Microstructural evolution and mechanical properties of a low-carbon V–N–Ti steel processed with varied isothermal temperatures

Abstract

The influence of isothermal temperature on the microstructure and mechanical properties of a low-carbon V–N–Ti steel was investigated. The process, containing heating at 1200 °C, cooling at 50 °C/s to different isothermal temperatures (600 °C, 550 °C, 500 °C, and 450 °C), followed by air cooling, was performed on a Gleeble 3800 simulator. The correlation of microstructure and mechanical properties of the isothermal samples was studied. A mixed microstructure of granular bainitic ferrite (GBF), polygonal or acicular ferrite (PF or AF), and martensite/austenite (M/A) constituent formed in each sample. AF transformation occurred preferentially during the 50 °C/s cooling stage due to the heterogeneous nucleation, followed by the GBF transformation.
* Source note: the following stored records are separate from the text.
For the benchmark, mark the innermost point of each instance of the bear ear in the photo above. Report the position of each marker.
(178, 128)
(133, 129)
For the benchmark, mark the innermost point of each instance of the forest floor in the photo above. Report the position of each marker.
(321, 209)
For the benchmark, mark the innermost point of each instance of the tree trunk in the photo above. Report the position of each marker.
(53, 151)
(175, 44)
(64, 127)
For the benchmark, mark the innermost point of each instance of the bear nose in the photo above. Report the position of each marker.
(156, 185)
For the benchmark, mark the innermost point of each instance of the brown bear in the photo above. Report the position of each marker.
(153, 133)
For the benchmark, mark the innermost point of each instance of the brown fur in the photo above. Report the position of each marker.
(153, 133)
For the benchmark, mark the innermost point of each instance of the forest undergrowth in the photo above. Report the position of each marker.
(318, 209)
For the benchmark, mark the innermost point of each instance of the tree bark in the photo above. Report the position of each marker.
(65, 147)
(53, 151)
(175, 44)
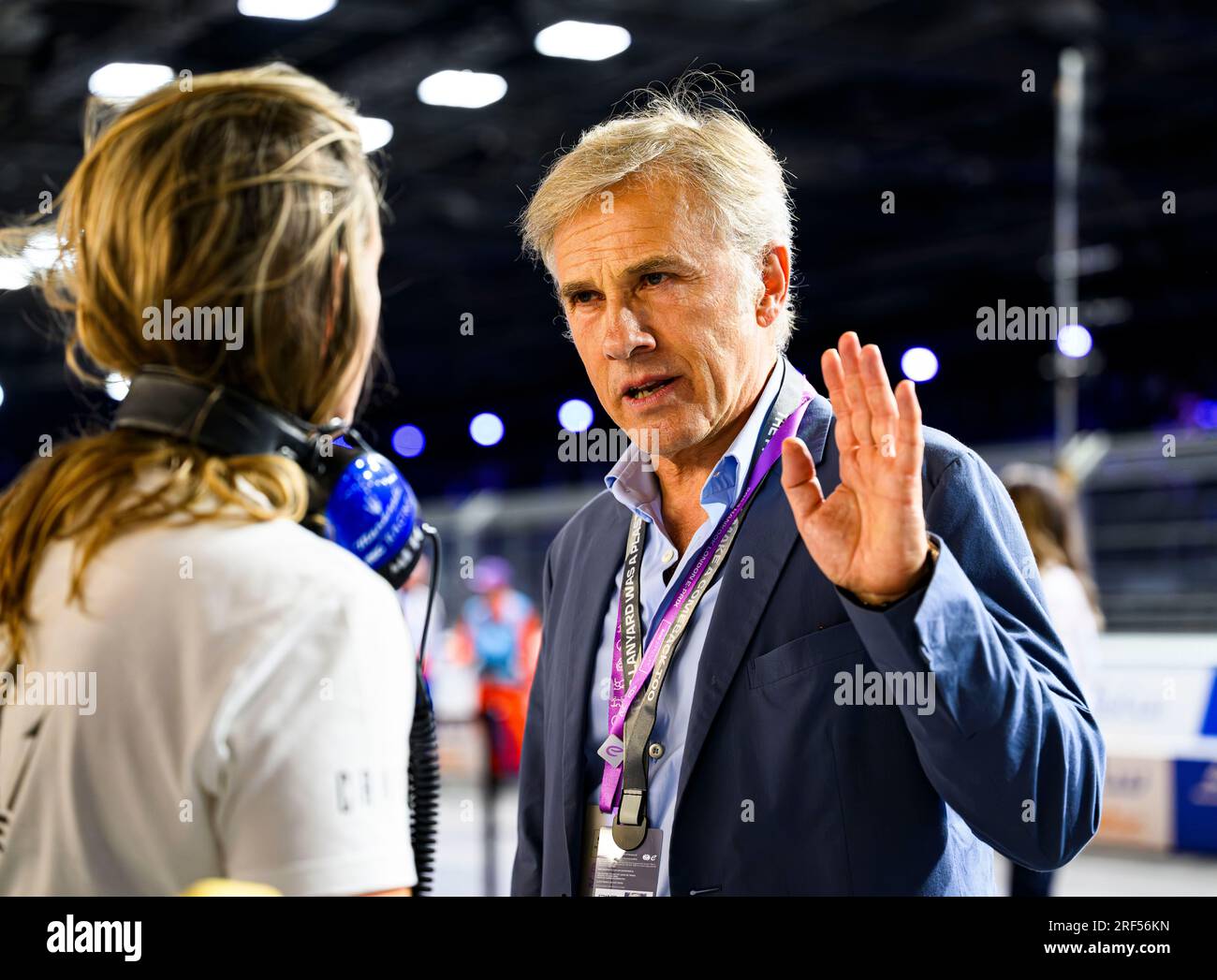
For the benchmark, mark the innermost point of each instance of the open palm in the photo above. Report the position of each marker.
(869, 534)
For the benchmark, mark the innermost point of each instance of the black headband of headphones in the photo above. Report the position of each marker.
(219, 419)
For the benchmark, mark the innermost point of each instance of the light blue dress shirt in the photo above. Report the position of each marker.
(638, 490)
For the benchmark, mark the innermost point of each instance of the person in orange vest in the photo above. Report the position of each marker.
(499, 631)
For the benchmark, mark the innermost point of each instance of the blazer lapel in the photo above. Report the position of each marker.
(767, 534)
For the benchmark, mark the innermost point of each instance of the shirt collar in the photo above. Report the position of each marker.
(634, 485)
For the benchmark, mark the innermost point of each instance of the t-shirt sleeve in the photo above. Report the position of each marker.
(311, 750)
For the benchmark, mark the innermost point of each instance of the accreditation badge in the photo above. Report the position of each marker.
(608, 870)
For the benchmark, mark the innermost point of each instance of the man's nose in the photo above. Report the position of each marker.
(624, 336)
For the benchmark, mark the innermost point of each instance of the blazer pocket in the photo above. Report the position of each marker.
(803, 652)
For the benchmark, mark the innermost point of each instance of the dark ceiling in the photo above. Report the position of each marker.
(858, 96)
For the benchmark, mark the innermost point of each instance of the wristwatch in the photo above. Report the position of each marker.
(923, 576)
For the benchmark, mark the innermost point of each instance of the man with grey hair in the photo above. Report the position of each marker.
(718, 708)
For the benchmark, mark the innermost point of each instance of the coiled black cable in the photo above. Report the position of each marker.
(424, 770)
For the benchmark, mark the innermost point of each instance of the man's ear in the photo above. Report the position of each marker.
(775, 279)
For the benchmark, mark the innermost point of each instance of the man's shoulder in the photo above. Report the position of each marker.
(944, 450)
(591, 527)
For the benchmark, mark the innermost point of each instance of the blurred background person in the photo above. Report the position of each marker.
(1049, 511)
(499, 633)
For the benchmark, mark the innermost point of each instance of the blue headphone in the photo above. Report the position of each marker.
(366, 505)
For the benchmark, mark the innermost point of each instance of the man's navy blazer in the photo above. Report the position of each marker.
(785, 792)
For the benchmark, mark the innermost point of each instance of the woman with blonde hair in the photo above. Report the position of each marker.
(250, 704)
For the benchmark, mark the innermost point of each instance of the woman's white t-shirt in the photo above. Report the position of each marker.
(252, 691)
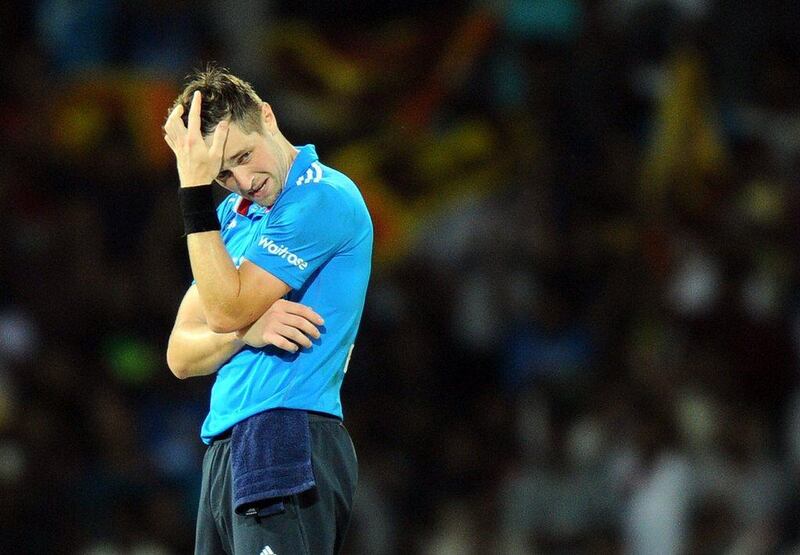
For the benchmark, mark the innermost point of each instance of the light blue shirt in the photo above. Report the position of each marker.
(317, 238)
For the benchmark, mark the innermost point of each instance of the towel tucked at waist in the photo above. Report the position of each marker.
(270, 459)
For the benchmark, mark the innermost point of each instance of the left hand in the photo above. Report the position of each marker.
(198, 164)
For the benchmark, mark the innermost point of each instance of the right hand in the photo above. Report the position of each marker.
(286, 325)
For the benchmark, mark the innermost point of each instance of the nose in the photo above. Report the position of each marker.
(240, 175)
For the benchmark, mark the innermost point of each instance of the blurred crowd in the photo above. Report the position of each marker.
(583, 326)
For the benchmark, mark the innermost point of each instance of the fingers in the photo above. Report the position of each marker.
(194, 114)
(281, 342)
(303, 325)
(174, 125)
(294, 335)
(302, 310)
(219, 138)
(169, 142)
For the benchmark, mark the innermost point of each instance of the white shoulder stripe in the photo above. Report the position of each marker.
(312, 175)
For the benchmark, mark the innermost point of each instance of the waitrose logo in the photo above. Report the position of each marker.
(283, 251)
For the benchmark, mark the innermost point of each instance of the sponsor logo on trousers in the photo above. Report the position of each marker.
(280, 250)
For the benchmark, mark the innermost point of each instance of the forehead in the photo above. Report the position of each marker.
(236, 139)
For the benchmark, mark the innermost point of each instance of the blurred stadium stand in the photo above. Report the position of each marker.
(583, 329)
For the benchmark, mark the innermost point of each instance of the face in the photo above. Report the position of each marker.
(253, 165)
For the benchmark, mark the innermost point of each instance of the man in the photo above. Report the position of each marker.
(280, 470)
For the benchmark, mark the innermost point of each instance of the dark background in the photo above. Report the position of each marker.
(582, 330)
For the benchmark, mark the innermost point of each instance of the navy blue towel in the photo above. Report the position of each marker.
(270, 459)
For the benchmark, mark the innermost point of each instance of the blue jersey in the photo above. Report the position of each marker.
(316, 238)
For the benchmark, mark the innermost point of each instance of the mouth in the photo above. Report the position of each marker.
(253, 190)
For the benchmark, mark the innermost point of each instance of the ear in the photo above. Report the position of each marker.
(268, 118)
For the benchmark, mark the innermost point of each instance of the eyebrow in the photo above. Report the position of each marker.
(234, 157)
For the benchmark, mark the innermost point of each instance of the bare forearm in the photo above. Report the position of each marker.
(232, 298)
(195, 350)
(216, 276)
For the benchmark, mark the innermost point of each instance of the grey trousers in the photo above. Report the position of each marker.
(313, 523)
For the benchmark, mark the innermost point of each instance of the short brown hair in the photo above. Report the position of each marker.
(224, 96)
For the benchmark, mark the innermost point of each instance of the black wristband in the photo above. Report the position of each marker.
(197, 207)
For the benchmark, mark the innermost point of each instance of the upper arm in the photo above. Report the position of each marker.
(190, 309)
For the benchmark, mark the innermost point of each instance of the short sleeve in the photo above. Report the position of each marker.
(307, 226)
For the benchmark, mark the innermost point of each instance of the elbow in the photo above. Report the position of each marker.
(179, 371)
(224, 323)
(178, 367)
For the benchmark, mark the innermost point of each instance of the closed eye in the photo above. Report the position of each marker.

The fraction of AF and the degree of supercooling increased with the decreasing isothermal temperature, leading to the decrease in the mean equivalent diameter (MED). The microstructural refinement can enhance the yield strength and the MED with the misorientation tolerance angles ranging from 2° to 6° was effective in governing the yield strength. Moreover, the area fraction and size of the M/A constituent decreased because of the insufficient diffusion of carbon during the isothermal stage. Accordingly, the yield ratio increased and the impact toughness was improved with the decreasing isothermal temperature.